この歴史ある聖母マリア大聖堂で、キリスト教の教派を超えて、尊い祈りと共に、フォーレのレクイエムの豊かな合唱が演奏されて、日本ではなかなかこのような立派な聖堂での宗教曲の演奏の機会もなく、ほとんどがホールで演奏されることが多いので、観客としてこんな貴重な体験ができたことに心から感謝します。

また客席から目にうつる光景は、バックの壁画にある雲の上にたたれる聖母マリアの大きなお姿のすぐ下に合唱団の皆さんが並ばれて、その歌声は、本当に天に届いていくかのように感じました。
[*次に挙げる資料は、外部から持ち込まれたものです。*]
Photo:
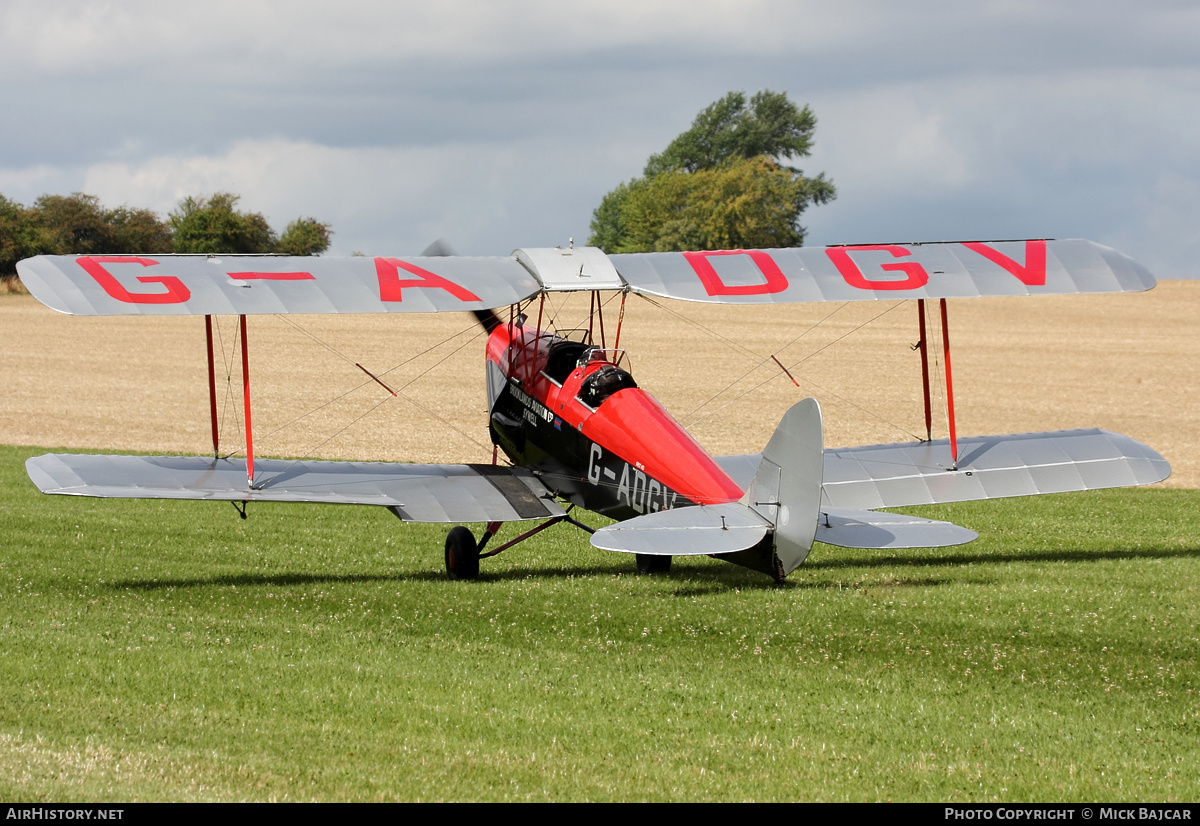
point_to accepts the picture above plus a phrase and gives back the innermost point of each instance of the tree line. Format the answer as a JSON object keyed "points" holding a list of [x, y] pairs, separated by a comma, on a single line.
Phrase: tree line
{"points": [[721, 185], [79, 225]]}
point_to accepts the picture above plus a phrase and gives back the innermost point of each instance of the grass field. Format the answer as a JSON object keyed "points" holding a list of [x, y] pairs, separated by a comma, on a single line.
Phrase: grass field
{"points": [[172, 651]]}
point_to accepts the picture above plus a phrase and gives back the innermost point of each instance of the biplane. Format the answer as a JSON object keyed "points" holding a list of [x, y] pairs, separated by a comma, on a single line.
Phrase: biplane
{"points": [[570, 422]]}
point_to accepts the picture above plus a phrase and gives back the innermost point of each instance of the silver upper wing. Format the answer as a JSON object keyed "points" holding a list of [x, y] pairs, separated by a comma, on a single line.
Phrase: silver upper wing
{"points": [[251, 285], [414, 492], [256, 285], [875, 271], [897, 476]]}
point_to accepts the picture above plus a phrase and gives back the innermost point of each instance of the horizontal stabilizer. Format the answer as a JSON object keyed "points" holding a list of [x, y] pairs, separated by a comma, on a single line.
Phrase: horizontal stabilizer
{"points": [[414, 492], [713, 528], [898, 476], [870, 528]]}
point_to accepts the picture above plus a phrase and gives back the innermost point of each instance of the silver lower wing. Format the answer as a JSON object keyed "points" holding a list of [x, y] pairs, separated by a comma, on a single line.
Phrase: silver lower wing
{"points": [[414, 492], [911, 473]]}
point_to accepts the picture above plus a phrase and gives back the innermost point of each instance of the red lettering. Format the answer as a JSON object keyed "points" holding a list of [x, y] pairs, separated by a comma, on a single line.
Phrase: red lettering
{"points": [[177, 293], [775, 281], [917, 276], [390, 283], [1033, 274], [273, 276]]}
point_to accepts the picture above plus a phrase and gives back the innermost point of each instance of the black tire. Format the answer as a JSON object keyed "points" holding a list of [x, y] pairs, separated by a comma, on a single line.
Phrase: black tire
{"points": [[462, 555], [653, 563]]}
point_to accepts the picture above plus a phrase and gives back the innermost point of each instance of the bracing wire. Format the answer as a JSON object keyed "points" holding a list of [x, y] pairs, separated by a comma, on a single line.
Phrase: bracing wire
{"points": [[792, 366]]}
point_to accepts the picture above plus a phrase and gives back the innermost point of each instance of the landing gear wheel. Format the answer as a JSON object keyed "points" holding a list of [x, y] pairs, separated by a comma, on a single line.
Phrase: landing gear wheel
{"points": [[653, 563], [462, 555]]}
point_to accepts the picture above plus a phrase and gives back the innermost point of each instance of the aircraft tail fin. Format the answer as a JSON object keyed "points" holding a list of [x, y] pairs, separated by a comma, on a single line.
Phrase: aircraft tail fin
{"points": [[771, 530]]}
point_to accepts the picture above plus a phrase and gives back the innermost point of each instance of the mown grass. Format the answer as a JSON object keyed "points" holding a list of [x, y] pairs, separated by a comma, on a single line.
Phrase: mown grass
{"points": [[171, 651]]}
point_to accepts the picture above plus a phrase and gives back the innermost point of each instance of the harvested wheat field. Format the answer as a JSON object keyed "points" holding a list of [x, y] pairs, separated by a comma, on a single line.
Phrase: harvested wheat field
{"points": [[1127, 363]]}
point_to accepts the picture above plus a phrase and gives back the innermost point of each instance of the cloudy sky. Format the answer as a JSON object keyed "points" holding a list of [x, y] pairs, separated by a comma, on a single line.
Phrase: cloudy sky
{"points": [[499, 125]]}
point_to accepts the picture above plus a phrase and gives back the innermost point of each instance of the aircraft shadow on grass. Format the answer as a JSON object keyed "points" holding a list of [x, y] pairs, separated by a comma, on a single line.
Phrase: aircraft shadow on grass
{"points": [[957, 560]]}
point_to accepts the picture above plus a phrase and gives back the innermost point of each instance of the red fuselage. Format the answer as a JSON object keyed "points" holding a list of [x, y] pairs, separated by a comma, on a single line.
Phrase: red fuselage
{"points": [[574, 416]]}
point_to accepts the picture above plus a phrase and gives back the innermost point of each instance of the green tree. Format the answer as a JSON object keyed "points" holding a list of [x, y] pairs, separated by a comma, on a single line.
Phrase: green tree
{"points": [[723, 184], [214, 226], [19, 237], [304, 237], [73, 223], [139, 231]]}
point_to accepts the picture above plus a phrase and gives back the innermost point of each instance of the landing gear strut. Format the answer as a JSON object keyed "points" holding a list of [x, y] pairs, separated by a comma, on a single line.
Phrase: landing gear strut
{"points": [[462, 555], [653, 563], [463, 552]]}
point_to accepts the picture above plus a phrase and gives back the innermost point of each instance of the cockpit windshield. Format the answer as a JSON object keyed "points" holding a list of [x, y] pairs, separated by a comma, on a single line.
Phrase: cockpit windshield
{"points": [[599, 385]]}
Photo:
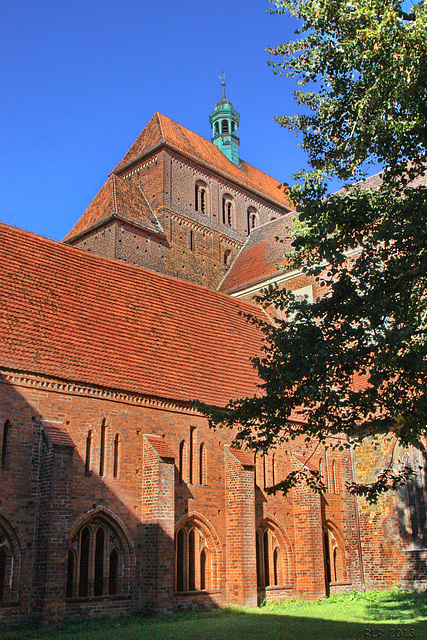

全てがとても神聖で、これこそがREQUIEMの祈りの演奏なのだと、深く感動した次第です。

 

Ⅲ部には、主催の大阪コンソートメンバーによるフォーレの代表作品の「ラシーヌ賛歌」が演奏され、そして、最後のⅣ部には、富岡先生がNHKのテレビ番組で耳にされ、感動を受けて、是非世の人々に歌ってほしいという思いから、作曲者の谷本智子先生に連絡をとられ、編曲の許可を得て、合唱曲となった「小さな幸せ」、今回は谷本先生始めご家族皆さんも会場にお越しになり、また中村典子先生によりオーケストレーションされた「小さな幸せ」の初演奏となり、聖堂を包むその歌声は温かく、優しく、演奏会が絆の心で締めくくられたように感じました。

 

感動的な興奮の中で、聖堂のドアを出たところで、仲良しのFrisches Eiのメンバーのお一人のHさんに出会い、「ま~、いらしてたんですか?」と声をかけたら、「私はこの教会で洗礼を受けた信者で、父のお墓はこの墓地にあって、今日はお墓参りもして、この演奏を聴きました。」と言われ、いろんなご縁が繋がっているのだなぁと知りました。

 

聖堂の外は小雨が降っていましたが、心は本当に温かく、また音楽の持つ力を教えてもらいました。

 

富岡先生、この一大企画のプロデュース、そして祈りと願いを込めて振られた渾身のタクト、本当に素晴らしかった、心からおめでとうございます。

 

主催で大変な尽力された大阪コンソートの皆様、そしてこの演奏会の趣旨に賛同し、賛助出演され、見事にハイレベルな合唱を支えられた皆様に、心からの拍手を送ります。

 

これからも富岡先生の自由な発想による、音楽のいろいろな挑戦に、大いなる期待をしています。

 

感謝のうちに…

M.U.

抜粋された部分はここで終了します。